Massimo ClarkeMassimo Clarke

24 ago 2022

Additivi EP


Con pressioni localizzate elevatissime abbiamo a che fare anche nel contatto tra camma e cedente e in quello tra i corpi volventi e le piste dei cuscinetti a rotolamento (e anche lì infatti si instaura un regime di lubrificazione elastoidrodinamico). Gli additivi EP, per Estreme Pressioni, sono nati per gli oli destinati a lubrificare gli ingranaggi.

Questi additivi funzionano reagendo chimicamente con le superfici metalliche quando, nelle ristrette zone di contatto, vengono superate determinati valori (molto elevati) di pressione e di temperatura.

Si forma allora localmente uno strato protettivo sacrificale.

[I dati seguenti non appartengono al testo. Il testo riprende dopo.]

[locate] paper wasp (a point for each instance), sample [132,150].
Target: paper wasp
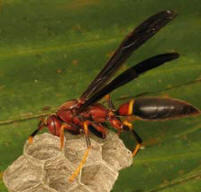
[86,115]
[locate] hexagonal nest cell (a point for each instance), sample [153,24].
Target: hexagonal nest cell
[44,167]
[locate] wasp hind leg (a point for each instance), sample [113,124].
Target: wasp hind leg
[86,153]
[41,125]
[128,126]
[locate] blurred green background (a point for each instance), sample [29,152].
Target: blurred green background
[51,50]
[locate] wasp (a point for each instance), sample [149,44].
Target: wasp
[86,114]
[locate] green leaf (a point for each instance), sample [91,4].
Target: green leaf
[51,50]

Gli additivi EP possono quindi essere considerati “di sicurezza”.

Per quanto riguarda il motore, nel funzionamento normale in genere sono sufficienti gli antiusura, che non coinvolgono chimicamente le superfici metalliche ma formano su di esse un tenace strato protettivo grazie a reazioni che hanno luogo al loro stesso interno in presenza di pressioni e temperature localmente alte ma non come quelle che fanno “entrare in azione” gli EP.

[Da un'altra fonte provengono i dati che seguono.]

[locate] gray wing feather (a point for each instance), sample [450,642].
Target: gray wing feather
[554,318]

Pressioni molto elevate e/o velocità relative molto basse impediscono l’instaurarsi di un regime di lubrificazione idrodinamico. In tali situazioni hanno una grande importanza le caratteristiche tribologiche dell’olio ovvero la sua lubricity (“scivolosità”, potere untuosante), che diventa addirittura vitale in presenza di lubrificazione limite.

Alcuni componenti lavorano in condizioni che variano di continuo. È il caso dei segmenti e del pistone, la cui velocità oscilla ciclicamente e con elevatissima frequenza tra zero (ai punti morti) un valore massimo che spesso supera i 35 m/s. La situazione può essere particolarmente critica per il primo segmento, che ha a che fare con i gas che durante la combustioneespansione passano tra il primo colletto del pistone e la canna e che oltre ad essere molto caldi (oltre 2000 °C) raggiungono una pressione massima elevatissima (anche più di 90 bar).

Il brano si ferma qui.